President Trump is a typical US business man and he will go to any extent to get the deal done. His embracing of India prime minister and hosting him in the White House is well serving the interest of selling American goods and services to world’s largest and fastest growing emerging market economy.  But from the Indian side, the expectations were already low and the agenda was very limited for the white house meeting, which excluded some of the burning issues including the H1B visa. During this summit meeting, Modi government was expected to take up the issue of increased racial attacks on Indians in USA but his advisors have had shunned it off.  Hence we lost a very good opportunity to raise the issue with President Trump and ease the psychological fear surrounding our expatriates in the US.

As a strong leader who believes in clinching the deals, if we know Modi so well on domestic issues, why he is so different on India’s foreign relations. What has he achieved in his marathon foreign trips is yet to be scrutinized. India has attracted largest FDI in the last two years, and the inflow of foreign tourists to the country has also increased. He has been praised for his reformist governance and anti-corruption drives. Prime Minister Modi is very popular among Foreign MNC CEOs and they have shown keen interest in the Indian market. But there is a huge gap between speech and actions. The investment in the Greenfield projects in India has been minimal, and most of the FDI has been directed to the virtual economy and stock market.  Apart from major defense deals which creates and supports thousands of American workers jobs, the progress in the area of collaboration in civil technology use and production is yet to be materialized. India is merely being treated as market for US products and services, and it’s still far from the scale and size of investments, these US firms have invested in our largest neighborhood. That has been possible because our neighbor has bargaining power and skills which our leaders and diplomats are shying to apply.

MEA needs to be revitalized.

Why cannot Modi Government do a hard bargain and make a win-win deal which will give India an equal power status. The problem lies with his core team which is incapable of handling India’s relations with great powers. Half of them are retired officers and working on extensions and the other half are policy novices with little experience in dealing with major powers.

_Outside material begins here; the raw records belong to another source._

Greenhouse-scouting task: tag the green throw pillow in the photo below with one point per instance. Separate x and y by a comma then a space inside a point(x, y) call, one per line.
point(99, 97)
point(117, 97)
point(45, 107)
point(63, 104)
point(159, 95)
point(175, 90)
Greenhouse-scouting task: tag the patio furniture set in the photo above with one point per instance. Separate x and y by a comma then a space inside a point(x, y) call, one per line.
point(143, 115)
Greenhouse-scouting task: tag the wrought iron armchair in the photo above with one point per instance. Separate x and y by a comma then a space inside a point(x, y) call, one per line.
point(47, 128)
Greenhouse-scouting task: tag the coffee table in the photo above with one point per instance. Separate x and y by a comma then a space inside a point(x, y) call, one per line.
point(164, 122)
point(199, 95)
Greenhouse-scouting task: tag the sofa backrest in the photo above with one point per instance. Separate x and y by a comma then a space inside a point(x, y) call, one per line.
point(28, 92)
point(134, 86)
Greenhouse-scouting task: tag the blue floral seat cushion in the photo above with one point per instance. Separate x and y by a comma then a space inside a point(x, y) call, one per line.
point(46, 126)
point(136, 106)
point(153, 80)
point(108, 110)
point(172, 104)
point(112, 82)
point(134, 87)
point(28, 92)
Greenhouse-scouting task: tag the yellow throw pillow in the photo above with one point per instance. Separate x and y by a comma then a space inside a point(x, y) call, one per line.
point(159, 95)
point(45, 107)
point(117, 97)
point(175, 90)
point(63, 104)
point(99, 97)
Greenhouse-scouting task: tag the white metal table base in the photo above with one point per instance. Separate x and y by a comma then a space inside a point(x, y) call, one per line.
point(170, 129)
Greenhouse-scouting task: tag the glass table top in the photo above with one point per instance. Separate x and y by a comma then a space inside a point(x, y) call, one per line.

Day by day, it’s becoming clear that there has been no change in the Modi administration policy on the foreign policy front, especially when it comes to make a deal. India has been always earning good name for ceding much more on its national interest and in return getting superficial praises and niceties from the current major power leaders. 

If Make in India and several other policies of the current government need to become reality, the Prime Minister must revitalize his foreign policy making team and designate experts and powerful negotiators to ensures the interest of India, whether its climate change negotiations or our localization of defense deals. We cannot entrust a small bunch of senior retired diplomats on extension to deal with host of major challenges our country is facing on the way to achieve an equal great power status.  These diplomats are not accountable to our parliament or people and hence it’s the time to bring them in the background, and let our elected representative do the foreign policy negotiations. The current Government must initiate some drastic change in tis foreign missions which serves as a main window to attract foreign investment. It is time India revitalizes its diplomatic establishment in these great countries and sharpens its negotiation skills and makes it tough for foreign firms to see India merely as billion plus market for their product and services. The MEA should become much more active and the honorable External Affairs Minister should lead the way. May God Bless India! May God Bless Our Prime Minister!